Bargain Spanish properties available as Brits sell up

Financial and overseas property expert Simon Conn is pointing his finger at potential bargain Spanish properties available as Expat Brits sell up before Brexit.

Spain’s National Statistics Institute has produced data showing the number of British Citizens living in Spain has declined from 400,000 in 2008 to around 250,000 today.

Simon suggests that several factors that have led to a decline in Brits living in Spain that includes the devaluation of the pound against the euro and all the uncertainty over Brexit.

He says: “Buyers may be looking to purchase a holiday or retirement home, rather than using it as a main residence, or perhaps they want to rent the property out or have it as a long-term investment. I think there could be bargains to be had as some sellers may take a discount for a quick sale. There are also currency exchange issues to be taken into account.”

Currency specialists for Moneycorp, Meyrick Green said: “It’s well known that the pound has struggled against other currencies since the referendum result.

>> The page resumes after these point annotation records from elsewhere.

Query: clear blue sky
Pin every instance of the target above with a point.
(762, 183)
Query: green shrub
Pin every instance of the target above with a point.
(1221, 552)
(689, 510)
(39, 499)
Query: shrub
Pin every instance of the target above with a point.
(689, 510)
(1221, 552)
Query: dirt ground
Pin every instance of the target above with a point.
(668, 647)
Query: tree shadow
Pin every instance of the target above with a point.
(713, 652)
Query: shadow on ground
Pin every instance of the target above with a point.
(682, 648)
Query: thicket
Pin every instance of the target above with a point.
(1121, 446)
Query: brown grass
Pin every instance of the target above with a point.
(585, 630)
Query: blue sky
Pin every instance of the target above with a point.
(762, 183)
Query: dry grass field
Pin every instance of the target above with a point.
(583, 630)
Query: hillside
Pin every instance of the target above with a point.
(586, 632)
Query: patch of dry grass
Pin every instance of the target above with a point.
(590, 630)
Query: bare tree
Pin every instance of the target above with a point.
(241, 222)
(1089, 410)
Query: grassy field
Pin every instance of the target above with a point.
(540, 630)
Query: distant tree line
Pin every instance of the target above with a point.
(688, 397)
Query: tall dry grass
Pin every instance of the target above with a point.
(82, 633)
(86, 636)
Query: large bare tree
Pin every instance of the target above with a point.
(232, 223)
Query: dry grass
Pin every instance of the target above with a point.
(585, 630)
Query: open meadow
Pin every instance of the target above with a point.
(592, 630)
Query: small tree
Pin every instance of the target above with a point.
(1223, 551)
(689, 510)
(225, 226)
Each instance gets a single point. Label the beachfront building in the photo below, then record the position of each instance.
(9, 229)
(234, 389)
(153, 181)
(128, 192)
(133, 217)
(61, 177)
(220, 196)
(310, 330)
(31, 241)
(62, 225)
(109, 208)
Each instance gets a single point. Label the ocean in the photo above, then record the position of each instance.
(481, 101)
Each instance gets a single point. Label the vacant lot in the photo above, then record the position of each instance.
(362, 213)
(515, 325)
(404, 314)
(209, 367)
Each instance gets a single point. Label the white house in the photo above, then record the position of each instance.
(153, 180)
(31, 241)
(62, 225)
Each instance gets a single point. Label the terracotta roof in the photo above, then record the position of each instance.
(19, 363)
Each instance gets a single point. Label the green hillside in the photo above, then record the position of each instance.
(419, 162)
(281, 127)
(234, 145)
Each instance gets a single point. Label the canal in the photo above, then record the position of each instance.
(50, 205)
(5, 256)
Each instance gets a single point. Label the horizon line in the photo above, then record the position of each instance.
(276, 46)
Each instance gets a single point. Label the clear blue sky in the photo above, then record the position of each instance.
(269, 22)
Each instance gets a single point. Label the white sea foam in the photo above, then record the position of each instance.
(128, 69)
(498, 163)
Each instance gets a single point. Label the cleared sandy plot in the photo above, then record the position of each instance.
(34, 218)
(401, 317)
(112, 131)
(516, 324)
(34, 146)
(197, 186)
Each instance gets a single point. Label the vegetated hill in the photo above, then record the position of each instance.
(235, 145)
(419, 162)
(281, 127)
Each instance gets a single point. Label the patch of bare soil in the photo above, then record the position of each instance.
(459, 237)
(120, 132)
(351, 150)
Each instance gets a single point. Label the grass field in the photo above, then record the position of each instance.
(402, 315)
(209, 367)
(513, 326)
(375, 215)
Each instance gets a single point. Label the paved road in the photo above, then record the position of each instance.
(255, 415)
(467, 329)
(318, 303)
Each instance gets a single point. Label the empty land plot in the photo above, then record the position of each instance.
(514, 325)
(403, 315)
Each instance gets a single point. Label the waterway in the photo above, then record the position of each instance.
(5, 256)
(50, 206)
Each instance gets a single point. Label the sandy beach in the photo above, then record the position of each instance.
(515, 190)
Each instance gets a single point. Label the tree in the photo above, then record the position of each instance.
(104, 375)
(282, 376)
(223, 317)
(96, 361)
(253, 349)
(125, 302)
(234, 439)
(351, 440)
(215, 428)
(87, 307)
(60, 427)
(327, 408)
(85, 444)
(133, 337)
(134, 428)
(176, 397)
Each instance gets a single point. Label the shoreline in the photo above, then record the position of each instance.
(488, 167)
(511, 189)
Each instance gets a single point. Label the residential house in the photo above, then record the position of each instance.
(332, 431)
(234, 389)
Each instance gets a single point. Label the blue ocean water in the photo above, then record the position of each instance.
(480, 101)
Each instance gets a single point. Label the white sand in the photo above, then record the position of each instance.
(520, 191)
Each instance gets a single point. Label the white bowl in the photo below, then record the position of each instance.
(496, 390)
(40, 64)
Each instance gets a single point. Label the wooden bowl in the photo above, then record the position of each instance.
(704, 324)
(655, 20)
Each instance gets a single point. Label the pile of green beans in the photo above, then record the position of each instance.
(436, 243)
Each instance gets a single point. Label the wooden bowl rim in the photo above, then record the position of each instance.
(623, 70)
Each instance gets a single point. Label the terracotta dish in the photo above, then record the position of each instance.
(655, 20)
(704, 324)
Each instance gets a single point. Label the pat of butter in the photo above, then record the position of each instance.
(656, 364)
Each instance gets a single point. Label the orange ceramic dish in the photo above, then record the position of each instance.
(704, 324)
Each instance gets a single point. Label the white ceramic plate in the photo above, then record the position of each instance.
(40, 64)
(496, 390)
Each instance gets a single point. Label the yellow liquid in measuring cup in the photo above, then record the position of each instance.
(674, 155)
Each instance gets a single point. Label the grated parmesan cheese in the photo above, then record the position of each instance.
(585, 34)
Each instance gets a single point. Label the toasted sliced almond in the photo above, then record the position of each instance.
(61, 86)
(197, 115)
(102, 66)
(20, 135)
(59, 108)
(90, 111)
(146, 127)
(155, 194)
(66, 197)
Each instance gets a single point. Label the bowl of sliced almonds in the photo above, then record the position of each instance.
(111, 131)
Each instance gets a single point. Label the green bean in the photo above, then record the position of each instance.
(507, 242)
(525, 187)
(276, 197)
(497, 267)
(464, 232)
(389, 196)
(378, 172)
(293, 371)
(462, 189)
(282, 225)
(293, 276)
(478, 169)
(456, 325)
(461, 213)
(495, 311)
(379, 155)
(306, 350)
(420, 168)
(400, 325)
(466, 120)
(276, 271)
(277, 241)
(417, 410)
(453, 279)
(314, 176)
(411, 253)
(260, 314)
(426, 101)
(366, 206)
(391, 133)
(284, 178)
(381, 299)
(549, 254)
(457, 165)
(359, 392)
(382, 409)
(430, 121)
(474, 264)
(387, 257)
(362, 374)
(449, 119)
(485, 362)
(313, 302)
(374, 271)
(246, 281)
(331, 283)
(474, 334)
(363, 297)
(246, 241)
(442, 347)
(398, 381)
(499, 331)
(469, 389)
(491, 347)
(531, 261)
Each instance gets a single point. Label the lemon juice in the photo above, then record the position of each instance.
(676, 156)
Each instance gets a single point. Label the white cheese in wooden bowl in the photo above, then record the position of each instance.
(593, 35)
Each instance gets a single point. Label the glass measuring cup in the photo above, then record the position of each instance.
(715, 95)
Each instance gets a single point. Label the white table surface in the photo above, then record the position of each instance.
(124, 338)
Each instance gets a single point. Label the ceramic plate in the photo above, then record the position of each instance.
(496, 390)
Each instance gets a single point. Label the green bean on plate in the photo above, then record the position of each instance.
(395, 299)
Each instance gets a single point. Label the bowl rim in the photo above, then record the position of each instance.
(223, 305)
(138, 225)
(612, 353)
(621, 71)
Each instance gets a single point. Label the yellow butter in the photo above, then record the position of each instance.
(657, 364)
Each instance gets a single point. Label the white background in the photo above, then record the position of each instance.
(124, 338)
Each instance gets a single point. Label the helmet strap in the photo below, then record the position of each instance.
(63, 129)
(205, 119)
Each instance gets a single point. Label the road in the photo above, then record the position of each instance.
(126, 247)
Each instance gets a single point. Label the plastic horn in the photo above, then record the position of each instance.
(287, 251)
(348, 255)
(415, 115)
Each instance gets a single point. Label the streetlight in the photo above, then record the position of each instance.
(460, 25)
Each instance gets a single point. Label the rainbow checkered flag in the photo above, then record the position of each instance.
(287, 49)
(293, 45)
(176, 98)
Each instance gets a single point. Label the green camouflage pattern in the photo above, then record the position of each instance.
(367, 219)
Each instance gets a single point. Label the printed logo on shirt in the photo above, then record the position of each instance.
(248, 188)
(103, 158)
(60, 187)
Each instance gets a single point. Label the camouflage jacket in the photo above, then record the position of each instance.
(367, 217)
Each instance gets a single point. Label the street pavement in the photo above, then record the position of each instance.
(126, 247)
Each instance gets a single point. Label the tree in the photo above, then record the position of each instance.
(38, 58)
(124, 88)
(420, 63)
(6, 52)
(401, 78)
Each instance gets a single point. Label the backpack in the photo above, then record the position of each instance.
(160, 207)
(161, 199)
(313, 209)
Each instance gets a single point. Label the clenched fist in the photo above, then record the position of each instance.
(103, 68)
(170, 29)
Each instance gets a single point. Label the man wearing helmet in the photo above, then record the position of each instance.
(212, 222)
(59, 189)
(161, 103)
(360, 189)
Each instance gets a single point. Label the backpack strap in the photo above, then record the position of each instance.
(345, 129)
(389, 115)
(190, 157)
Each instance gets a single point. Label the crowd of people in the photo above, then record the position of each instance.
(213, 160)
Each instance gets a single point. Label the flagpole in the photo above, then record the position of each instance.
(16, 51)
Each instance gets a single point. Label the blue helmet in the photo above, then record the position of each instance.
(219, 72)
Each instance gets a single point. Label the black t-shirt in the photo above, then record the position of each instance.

Those selling property in Spain and repatriating the money to the UK now receive more pounds for their euros than they would have done two years ago.

In the last six months, the GBP/EUR exchange rate has oscillated between roughly 1.15 and 1.10. This increased volatility is expected to continue whilst the Brexit negotiations are taking place, presenting an opportunity for both buyers and sellers to maximise their transfers,” Meyrick added.

A   solicitor at Judicare Group, Peter Esders who specialises in international legal issues, says he is seeing what Simon describes happening on a day-to-day basis. “British sellers who were previously unable to put their property on the market due to the financial losses that they would incur if they did are now able to do so, thanks to the exchange rate.

At the same time, buyers are able to get a bargain by buying from a motivated seller who wishes to return to the UK. Effectively, sales are now working out financially, but equally, buyers are getting a bargain despite the exchange rate working against them. Long term, it does appear to be a win-win situation, especially for those people who are fed up with waiting before doing something.”

Simon agrees with this and predicts that sales in Spain will gain momentum: “It is still quite busy for mortgages worldwide and I expect this sector to pick up again next year after Brexit has passed, as people will become more aware of where the property markets are heading.”